2.1 主库出现故障，然后直接将从库提升为主库

1）主库宕机
pg_ctl -m fast stop

2）查询集群状态
[pgsql@pg1 ~]$ repmgr -f /postgresql/pg13/repmgr.conf cluster show
 ID | Name    | Role    | Status        | Upstream | Location | Priority | Timeline | Connection string                                                            
----+---------+---------+---------------+----------+----------+----------+----------+-------------------------------------------------------------------------------
 1  | pg1     | standby |   running     | ? pg2    | default  | 100      | 2        | host=172.72.10.2 user=repmgr password=repmgr dbname=repmgr connect_timeout=2 
 2  | pg2     | primary | ? unreachable | ?        | default  | 100      |          | host=172.72.10.3  user=repmgr password=repmgr dbname=repmgr connect_timeout=2
 3  | pg3     | standby |   running     | ? pg2    | default  | 100      | 2        | host=172.72.10.5  user=repmgr password=repmgr dbname=repmgr connect_timeout=2
 6  | wintess | witness | * running     | ? pg2    | default  | 0        | n/a      | host=172.72.10.7  user=repmgr password=repmgr dbname=repmgr connect_timeout=2

WARNING: following issues were detected
  - unable to connect to node "pg1" (ID: 1)'s upstream node "pg2" (ID: 2)
  - unable to determine if node "pg1" (ID: 1) is attached to its upstream node "pg2" (ID: 2)
  - unable to connect to node "pg2" (ID: 2)
  - node "pg2" (ID: 2) is registered as an active primary but is unreachable
  - unable to connect to node "pg3" (ID: 3)'s upstream node "pg2" (ID: 2)
  - unable to determine if node "pg3" (ID: 3) is attached to its upstream node "pg2" (ID: 2)
  - unable to connect to node "wintess" (ID: 6)'s upstream node "pg2" (ID: 2)

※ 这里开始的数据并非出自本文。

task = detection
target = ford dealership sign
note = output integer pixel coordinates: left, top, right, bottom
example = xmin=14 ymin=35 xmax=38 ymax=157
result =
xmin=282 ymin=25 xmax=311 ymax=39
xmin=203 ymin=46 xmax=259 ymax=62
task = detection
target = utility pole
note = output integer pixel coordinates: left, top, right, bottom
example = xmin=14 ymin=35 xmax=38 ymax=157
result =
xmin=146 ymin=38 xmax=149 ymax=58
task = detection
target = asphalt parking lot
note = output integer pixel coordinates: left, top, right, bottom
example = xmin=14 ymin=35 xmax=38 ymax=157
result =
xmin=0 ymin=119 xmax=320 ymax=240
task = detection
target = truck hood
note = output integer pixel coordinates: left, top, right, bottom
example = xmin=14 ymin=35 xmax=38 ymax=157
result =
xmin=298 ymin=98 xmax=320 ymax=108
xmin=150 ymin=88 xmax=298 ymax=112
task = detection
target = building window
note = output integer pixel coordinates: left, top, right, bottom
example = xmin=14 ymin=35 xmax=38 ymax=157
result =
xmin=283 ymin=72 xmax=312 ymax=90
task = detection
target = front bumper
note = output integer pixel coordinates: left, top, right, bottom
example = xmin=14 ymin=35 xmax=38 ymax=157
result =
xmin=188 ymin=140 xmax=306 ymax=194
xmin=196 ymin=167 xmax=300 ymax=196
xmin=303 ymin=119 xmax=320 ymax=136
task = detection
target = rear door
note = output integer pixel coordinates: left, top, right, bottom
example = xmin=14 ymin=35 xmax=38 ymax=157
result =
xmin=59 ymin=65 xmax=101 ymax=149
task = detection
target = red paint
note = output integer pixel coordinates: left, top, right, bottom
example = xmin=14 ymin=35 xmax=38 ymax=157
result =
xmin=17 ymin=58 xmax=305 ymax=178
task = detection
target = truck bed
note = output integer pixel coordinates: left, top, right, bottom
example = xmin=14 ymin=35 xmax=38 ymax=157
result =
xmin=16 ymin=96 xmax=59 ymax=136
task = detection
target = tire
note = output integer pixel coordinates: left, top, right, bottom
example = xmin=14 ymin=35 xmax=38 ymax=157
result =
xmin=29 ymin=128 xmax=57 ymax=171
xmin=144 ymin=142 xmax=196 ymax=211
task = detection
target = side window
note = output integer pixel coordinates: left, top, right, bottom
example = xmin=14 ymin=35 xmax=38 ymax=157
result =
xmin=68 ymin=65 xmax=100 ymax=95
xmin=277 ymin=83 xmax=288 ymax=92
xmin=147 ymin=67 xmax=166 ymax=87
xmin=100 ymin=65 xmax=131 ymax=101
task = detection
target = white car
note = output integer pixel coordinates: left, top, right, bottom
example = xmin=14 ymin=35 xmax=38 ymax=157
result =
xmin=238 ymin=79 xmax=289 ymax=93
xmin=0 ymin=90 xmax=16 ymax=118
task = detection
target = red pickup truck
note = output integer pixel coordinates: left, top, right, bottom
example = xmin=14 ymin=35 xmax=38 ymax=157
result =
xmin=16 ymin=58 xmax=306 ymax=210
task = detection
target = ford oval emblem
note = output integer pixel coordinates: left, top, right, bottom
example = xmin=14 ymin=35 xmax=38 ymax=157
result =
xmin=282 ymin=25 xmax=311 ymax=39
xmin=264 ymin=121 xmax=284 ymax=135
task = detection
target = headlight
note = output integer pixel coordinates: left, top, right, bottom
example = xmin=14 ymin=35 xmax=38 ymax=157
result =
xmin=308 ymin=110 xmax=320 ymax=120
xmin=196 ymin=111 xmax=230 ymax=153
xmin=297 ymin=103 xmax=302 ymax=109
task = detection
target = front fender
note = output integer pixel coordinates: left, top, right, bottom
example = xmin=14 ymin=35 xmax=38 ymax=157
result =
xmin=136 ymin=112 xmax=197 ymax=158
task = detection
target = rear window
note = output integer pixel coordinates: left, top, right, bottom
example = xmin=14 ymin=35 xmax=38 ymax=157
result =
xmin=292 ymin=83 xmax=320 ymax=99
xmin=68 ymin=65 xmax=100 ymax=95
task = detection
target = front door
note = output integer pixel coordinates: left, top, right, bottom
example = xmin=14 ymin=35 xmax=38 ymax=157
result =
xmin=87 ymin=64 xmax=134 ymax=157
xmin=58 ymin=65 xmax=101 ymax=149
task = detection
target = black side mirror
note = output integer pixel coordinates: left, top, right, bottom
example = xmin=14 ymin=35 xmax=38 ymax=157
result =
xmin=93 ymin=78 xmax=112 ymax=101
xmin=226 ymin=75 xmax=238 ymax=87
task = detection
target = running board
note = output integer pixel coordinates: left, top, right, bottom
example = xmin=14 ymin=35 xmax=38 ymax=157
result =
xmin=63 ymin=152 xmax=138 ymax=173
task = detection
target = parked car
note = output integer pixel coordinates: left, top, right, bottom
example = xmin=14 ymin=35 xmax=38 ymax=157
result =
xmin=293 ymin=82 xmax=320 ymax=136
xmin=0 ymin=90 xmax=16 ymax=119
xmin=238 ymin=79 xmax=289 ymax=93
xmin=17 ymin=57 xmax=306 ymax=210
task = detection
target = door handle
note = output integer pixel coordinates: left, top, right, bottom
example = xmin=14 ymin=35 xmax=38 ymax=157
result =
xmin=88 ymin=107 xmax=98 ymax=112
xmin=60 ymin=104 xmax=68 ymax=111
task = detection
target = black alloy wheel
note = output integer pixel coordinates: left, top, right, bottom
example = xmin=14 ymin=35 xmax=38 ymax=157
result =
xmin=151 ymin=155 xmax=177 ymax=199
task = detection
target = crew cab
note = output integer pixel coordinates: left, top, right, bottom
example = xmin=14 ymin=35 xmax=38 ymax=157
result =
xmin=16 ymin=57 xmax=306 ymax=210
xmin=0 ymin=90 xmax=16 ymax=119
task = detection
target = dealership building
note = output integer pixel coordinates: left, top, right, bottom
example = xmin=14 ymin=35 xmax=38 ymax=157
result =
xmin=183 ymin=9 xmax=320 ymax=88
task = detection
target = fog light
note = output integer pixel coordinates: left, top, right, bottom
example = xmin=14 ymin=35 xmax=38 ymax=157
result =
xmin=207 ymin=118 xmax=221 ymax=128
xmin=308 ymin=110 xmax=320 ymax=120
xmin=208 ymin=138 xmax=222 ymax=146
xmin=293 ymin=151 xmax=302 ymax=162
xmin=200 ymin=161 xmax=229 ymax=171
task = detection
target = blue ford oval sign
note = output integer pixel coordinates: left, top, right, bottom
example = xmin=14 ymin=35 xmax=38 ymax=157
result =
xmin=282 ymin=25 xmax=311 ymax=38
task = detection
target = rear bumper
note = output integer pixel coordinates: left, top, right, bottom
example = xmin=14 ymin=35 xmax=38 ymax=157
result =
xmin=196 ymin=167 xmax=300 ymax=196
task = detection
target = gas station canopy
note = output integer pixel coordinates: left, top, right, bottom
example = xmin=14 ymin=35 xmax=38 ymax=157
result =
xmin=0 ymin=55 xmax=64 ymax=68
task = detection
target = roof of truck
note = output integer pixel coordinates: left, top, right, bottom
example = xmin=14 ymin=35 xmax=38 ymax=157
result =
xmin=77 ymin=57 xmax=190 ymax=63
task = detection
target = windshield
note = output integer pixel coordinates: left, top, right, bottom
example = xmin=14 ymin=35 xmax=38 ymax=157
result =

HINT: execute with --verbose option to see connection error messages


3） pg3 提升为主库（pg3执行）
repmgr  -f  /postgresql/pg13/repmgr.conf --siblings-follow standby promote


4）查看集群状态
[pgsql@pg1 ~]$ repmgr -f /postgresql/pg13/repmgr.conf cluster show
 ID | Name    | Role    | Status    | Upstream | Location | Priority | Timeline | Connection string                                                            
----+---------+---------+-----------+----------+----------+----------+----------+-------------------------------------------------------------------------------
 1  | pg1     | standby |   running | pg3      | default  | 100      | 2        | host=172.72.10.2 user=repmgr password=repmgr dbname=repmgr connect_timeout=2 
 2  | pg2     | primary | - failed  | ?        | default  | 100      |          | host=172.72.10.3  user=repmgr password=repmgr dbname=repmgr connect_timeout=2
 3  | pg3     | primary | * running |          | default  | 100      | 3        | host=172.72.10.5  user=repmgr password=repmgr dbname=repmgr connect_timeout=2
 6  | wintess | witness | * running | pg3      | default  | 0        | n/a      | host=172.72.10.7  user=repmgr password=repmgr dbname=repmgr connect_timeout=2

WARNING: following issues were detected
  - unable to connect to node "pg2" (ID: 2)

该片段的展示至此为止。